Les objectifs de cette étude étaient de comparer les fréquences de l’addiction à Internet dans les échantillons de population de différents pays, mais aussi d’explorer les relations entre cette utilisation problématique et plusieurs variables liées à la personnalité : les traits de personnalité pathologiques, les mécanismes de défense, les stratégies de coping et l’estime de soi.

Les traits de personnalité explorés correspondent aux troubles de la personnalité, tels que référencés dans le DSM-5 (i.e., paranoïde, schizoïde, schizotypique, antisociale, limite, histrionique, narcissique, évitante, dépendante et obsessionnelle-compulsive). « Un trouble de la personnalité est un mode durable des conduites et de l’expérience vécue qui dévie notablement de ce qui est attendu dans la culture de l’individu, qui est envahissant et rigide, qui apparaît à l’adolescence ou au début de l’âge adulte, qui est stable dans le temps et qui est source d’une souffrance ou d’une altération du fonctionnement. »[1] . Les analyses de corrélation ont mis en lumière la consistance du lien entre addiction à Internet et troubles de la personnalité. L’échantillon pakistanais présentait des résultats particuliers, avec seule une corrélation significative avec la personnalité limite. Les scores de personnalité schizoïde n’étaient pas significativement corrélés dans cinq échantillons, tout comme la personnalité paranoïde dans l’échantillon émirien. Hormis ces résultats, l’ensemble des troubles étaient significativement associés à l’utilisation problématique d’Internet. Les analyses de régression suggèrent que les scores d’addiction à Internet peuvent trouver une part d’explication dans sept traits de personnalité ; en France par les personnalités antisociales et narcissiques.
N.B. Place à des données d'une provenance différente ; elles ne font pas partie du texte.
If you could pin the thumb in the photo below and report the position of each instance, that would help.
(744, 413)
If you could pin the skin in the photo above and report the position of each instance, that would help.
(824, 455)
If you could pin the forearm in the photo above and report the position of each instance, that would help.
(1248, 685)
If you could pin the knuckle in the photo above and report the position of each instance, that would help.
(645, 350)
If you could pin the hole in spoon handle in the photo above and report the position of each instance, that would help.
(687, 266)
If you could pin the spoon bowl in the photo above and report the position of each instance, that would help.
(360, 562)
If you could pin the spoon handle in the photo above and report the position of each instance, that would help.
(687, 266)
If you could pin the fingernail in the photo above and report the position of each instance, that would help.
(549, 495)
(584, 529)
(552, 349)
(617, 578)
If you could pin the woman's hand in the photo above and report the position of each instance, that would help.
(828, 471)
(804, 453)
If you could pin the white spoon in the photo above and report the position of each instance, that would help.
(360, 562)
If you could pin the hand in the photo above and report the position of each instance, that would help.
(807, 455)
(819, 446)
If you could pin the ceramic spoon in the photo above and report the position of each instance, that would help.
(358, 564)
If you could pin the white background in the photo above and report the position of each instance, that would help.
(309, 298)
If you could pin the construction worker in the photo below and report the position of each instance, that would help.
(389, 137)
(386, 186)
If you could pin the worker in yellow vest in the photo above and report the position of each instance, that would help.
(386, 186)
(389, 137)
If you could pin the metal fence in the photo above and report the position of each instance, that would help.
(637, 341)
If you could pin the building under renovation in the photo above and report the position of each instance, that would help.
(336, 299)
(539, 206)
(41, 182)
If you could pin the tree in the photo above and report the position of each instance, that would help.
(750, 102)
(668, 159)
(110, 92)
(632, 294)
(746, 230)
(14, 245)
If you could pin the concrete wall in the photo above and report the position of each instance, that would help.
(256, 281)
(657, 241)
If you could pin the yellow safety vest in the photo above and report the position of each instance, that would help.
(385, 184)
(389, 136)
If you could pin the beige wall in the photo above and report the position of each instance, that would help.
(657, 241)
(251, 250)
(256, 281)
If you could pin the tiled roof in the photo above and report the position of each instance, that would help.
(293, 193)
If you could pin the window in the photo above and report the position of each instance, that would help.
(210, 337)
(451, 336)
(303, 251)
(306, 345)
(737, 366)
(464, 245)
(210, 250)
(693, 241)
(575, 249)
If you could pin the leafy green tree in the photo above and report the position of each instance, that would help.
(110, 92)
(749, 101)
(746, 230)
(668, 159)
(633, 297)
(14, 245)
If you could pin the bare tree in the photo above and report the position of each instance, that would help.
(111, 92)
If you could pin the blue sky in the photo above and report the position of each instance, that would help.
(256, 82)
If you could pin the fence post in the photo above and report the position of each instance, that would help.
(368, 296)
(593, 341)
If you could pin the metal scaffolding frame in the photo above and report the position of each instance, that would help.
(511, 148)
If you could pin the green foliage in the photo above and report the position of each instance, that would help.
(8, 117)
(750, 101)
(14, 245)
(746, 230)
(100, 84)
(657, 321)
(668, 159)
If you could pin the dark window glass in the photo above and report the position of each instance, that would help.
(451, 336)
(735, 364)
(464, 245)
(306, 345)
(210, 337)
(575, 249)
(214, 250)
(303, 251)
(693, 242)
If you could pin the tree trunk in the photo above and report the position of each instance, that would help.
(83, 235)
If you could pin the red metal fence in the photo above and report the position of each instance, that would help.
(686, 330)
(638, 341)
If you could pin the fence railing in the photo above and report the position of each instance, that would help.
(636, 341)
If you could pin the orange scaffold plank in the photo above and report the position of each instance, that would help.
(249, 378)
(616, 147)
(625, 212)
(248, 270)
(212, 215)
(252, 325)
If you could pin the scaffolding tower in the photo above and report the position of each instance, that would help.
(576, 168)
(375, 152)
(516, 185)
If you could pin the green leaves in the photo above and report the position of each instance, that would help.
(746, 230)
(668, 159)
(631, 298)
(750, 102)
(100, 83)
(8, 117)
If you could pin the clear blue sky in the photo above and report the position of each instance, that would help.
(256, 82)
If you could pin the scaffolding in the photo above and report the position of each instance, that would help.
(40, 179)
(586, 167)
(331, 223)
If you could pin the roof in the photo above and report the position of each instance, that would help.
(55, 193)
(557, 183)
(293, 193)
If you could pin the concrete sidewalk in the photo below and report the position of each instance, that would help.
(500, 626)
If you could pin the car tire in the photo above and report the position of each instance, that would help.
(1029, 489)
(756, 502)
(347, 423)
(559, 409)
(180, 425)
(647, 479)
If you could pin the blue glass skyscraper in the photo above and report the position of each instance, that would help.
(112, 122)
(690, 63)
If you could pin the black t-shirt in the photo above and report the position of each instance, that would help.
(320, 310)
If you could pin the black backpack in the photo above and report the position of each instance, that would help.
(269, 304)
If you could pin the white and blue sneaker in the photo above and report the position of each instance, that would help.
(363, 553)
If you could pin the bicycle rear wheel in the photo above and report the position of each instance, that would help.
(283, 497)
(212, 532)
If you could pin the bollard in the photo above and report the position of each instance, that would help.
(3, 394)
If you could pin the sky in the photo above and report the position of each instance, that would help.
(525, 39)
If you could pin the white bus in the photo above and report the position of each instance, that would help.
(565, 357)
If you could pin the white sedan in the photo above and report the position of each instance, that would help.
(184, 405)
Mécanismes de défense (e.g., déni, passage à l’acte, …) et stratégies de coping (e.g., évitement, résolution de problème, …) sont quant à eux des processus mis en œuvre, respectivement de manière automatique et de manière consciente, comme réaction à une situation anxiogène. Ces variables étaient toutes corrélées avec l’utilisation problématique d’Internet dans cette étude, avec des différences importantes en fonction des pays. Comme dans de précédentes études, les défenses matures étaient ainsi moins fréquemment corrélées de manière significative que les défenses immatures, névrotiques ou autistiques (comme en France).

Enfin, l’estime de soi, qui correspond au jugement qu’une personne a d’elle-même, était corrélée négativement à l’addiction à Internet dans sept échantillons. Dans quatre échantillons d’Amérique du Sud (sur 5), la corrélation était positive. C’est également le cas en France mais la corrélation était faible et non significative. Ces résultats, comme ceux retrouvés pour les troubles de la personnalité en France, soulèvent la question de la façon d’être aux autres et en relation avec eux depuis l’ère du numérique mais aussi celle des standards sociétaux et de la pression qu’ils exercent sur les individus.

Pour conclure, il est ici éclairé l’importance des différences culturelles. Par sa méthodologie, cette étude permet de confirmer et de remettre en question des résultats déjà observés, notamment concernant la prévalence, les liens entre utilisation problématique d’Internet et troubles de la personnalité, et estime de soi.

 Par Stéphanie Laconi

Source : A Cross-cultural exploration of problematic Internet use, pathological personality traits, defense mechanisms, coping strategies, and selfesteem in 14 countries.

Retrouvé sur : https://doi.org/10.1016/j.amp.2022.09.008

[1] American Psychiatric Association. (2015). DSM-5 : manuel diagnostique et statistique des troubles mentaux (traduit par J.-D. Guelfi et M.-A. Crocq; 5e éd.). Elsevier Masson.